Portrait of the Week: Melih Gökçek (Part II)

In 2009, the popular but similarly hard-boiled Keçiören Mayor Turgut Altınok announced he would challenge Melih Gökçek for the ruling AK Party candidacy for the mayoral office.

Altınok was damning in his critique of the mayor’s conduct:

Municipality Mayor Melih Gökçek and his sons’ bodyguards are spreading terror on the streets. There are no services to our district. Even the water and gas has been cut to our doctors’ clinics. Even in wartime you cannot touch hospitals.

But at the last minute, Altınok withdrew from the race, and later resigned from the AK Party. An unknown individual had posted copies of sex tapes allegedly featuring Altınok and his mistress to various media outlets. Urban legends ever since have attributed Gökçek’s political longevity to a “vast archive” of similar tapes, but he no doubt owes more to always making sure he was always on the side of those in power.

Which brings us to one of the reasons for his possible dismissal: the mayor’s long history of association with the movement of Pennsylvania-based preacher Fethullah Gülen, blamed for the 2016 failed coup. One of Gökçek’s close allies, Hüseyin Gülerce, was a well-known figure in the movement before dramatically breaking with it in December 2013. Moreover, Gökçek had his sons educated at Gülenist schools, one of which the movement even named in honour of his wife Nevin – and Gökçek, like other AK Party officials at the time, was an enthusiastic sponsor of the movement’s spread throughout Turkey.

Then-government spokesman Bülent Arınç publicly voiced these criticism of Gökçek during a 2015 spat: “Gökçek has sold Ankara to (the Gülenists) parcel by parcel. He got rich businessmen to build (them) schools. He ensured they got places for their student dorms.”
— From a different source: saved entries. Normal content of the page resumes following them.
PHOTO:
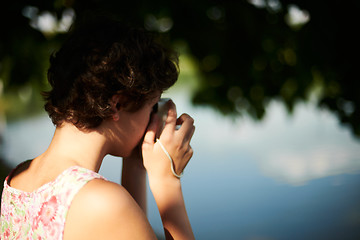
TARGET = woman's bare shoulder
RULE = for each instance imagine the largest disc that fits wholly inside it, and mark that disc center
(105, 210)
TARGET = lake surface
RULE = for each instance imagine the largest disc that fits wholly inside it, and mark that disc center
(286, 177)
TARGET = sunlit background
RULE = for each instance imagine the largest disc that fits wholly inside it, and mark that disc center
(277, 147)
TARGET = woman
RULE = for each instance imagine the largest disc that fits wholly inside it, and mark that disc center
(106, 81)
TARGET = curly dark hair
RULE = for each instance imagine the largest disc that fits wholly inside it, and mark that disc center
(101, 58)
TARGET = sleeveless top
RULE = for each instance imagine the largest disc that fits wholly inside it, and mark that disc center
(41, 214)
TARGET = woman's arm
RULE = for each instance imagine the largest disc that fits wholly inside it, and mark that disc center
(133, 178)
(166, 187)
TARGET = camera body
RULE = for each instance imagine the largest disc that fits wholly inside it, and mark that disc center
(161, 110)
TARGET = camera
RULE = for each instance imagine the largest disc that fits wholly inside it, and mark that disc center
(161, 109)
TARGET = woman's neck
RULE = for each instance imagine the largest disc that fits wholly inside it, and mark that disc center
(72, 146)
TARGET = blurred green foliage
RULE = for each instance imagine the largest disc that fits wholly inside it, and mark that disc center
(247, 52)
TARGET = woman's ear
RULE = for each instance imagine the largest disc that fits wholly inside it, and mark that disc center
(115, 106)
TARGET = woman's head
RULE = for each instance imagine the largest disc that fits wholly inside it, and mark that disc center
(100, 59)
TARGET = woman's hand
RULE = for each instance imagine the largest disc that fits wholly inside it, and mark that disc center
(166, 187)
(176, 142)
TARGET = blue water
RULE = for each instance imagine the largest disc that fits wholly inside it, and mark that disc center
(286, 177)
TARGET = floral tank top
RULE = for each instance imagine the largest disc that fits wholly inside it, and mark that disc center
(41, 214)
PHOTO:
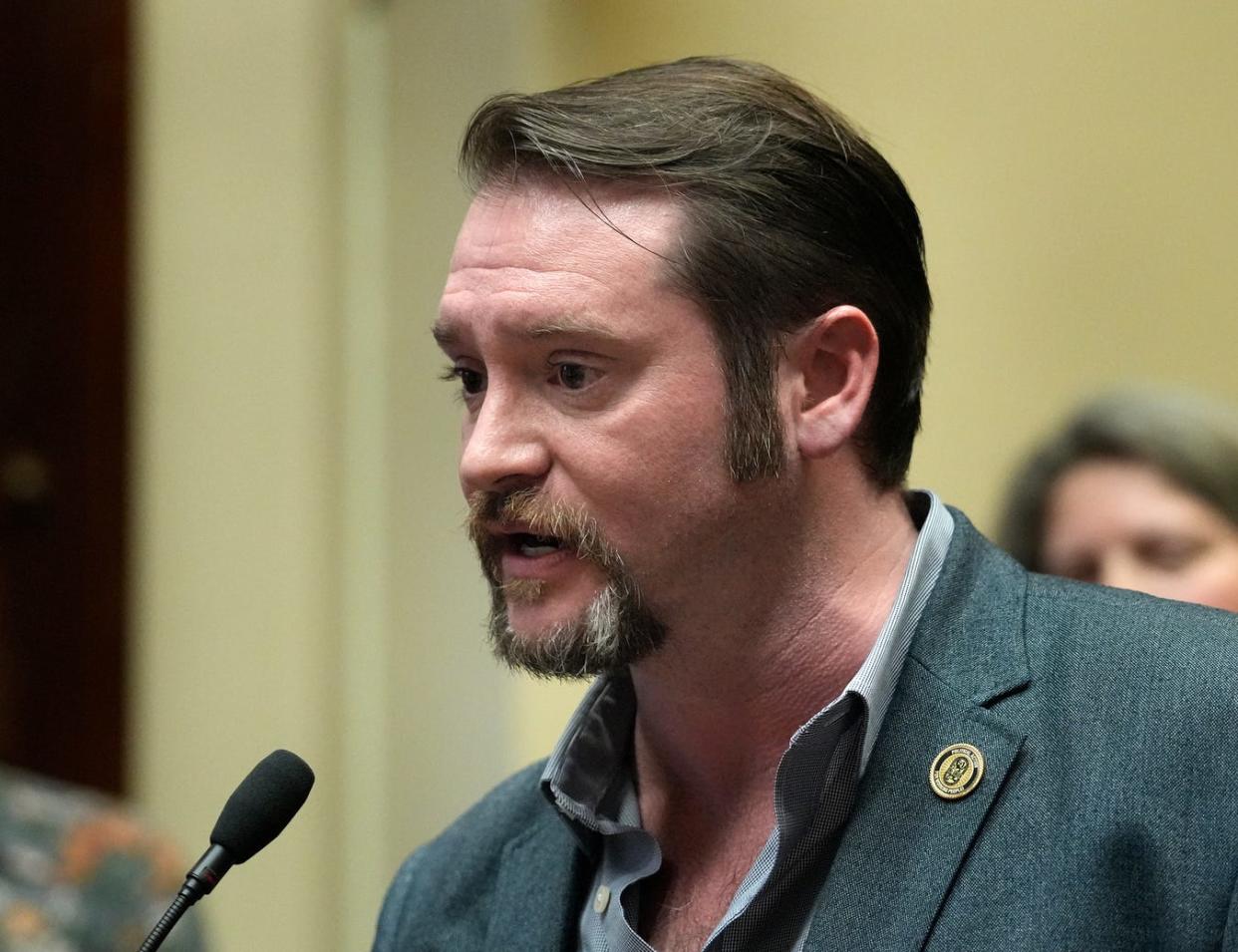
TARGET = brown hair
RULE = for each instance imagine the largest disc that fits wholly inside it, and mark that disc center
(788, 211)
(1187, 439)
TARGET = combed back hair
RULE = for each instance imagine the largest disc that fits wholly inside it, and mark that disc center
(1191, 441)
(787, 213)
Melih Gökçek was a consummate social media user
Melih Gökçek was a consummate social media user

Few political figures of 30 years’ standing have transitioned so naturally to the world of Twitter as Melih Gökçek. His consistent block-caps taunting of opposition voices and ideas into the early hours of the morning was topped off by a team of lawyers issuing writs to those insulting him in the light of day. In his first two years on the platform, he opened cases against 800 fellow Twitter users for “insulting a public official in the course of their duties”. A consummate troll, he even sued a prominent Armenian-origin musician for joking that Gökçek was Armenian too.

He is also well known for using the medium, on which he has more than 4 million followers, to bully and insult. During 2013 Gezi protests, he launched a campaign against BBC journalist Selin Girit, accusing her of being a British agent provocateur, and later taunted U.S. government spokeswoman Marie Harf as a “stupid blonde”.

The moment Melih Gökçek's rival Mansur Yavaş and his team believed they had won the 2014 election.
The moment Melih Gökçek's rival Mansur Yavaş and his team believed they had won the 2014 election.

Then there is the saga of the 2014 local elections. This was the first time Gökçek came within a hair’s breadth of losing “his city”. The CHP mayoral candidate was Mansur Yavaş, who had his origins in the Nationalist Action Party (MHP) and ran a strong, media-savvy campaign though one that was marred by several incidents of violence, including one Yavaş campaign event raided by armed men who beat up a CHP activist into a coma.

The night of March 30, 2014 has gone on the record as one of the most notorious incidents in Turkey's electoral history, with the counting process in Ankara ridden with accusations of vote theft and burning, the intentional miscalculation of results, and ballot boxes allegedly replaced during “coincidental” electricity cuts. On that night, “a cat got into the electrical transformer” became a Turkish euphemism for vote-stealing. Worse of all, accusations of misconduct extended to an armed intervention by unidentified gunmen in one key vote counting centre, while two government ministers pushed their way into another.

Yavaş had already declared victory when the official count stopped due to electrical failures: it showed that he had nearly reached 50 percent of the vote with almost all of the ballot boxes left to open in pro-CHP areas of the city. But then, “the 2,500 difference (in votes between Gökçek and Yavaş) suddenly fell to 7,000, and then 12,000, and then as far as 20,000. In the morning, the difference was 27,000.” The count lasted three days before the final results were announced, an extremely strange thing in a country where vote counting usually takes mere hours.

In the end, the fiefdom of Ankara did not exchange hands, but the final result left Gökçek ahead by only 1 percent. While the AK Party may have kept a key city, it had given up whatever faith “the other half of Ankara” had in the electoral system.

Aristotle argued that “man is by nature a political animal”. This is especially true of Gökçek. At almost 70 years old, what is next after presiding over Ankara for almost a quarter of a century? No one, probably not even Gökçek himself, really knows. But he is unlikely to settle for being a wallflower or console himself to becoming a recluse. The former Istanbul mayor Kadir Topbaş, also forced to step down, said he would devote his life to “Islam and charity”. It is unlikely that Gökçek will willingly follow in his footsteps.


* Tim Lowell contributed to this article.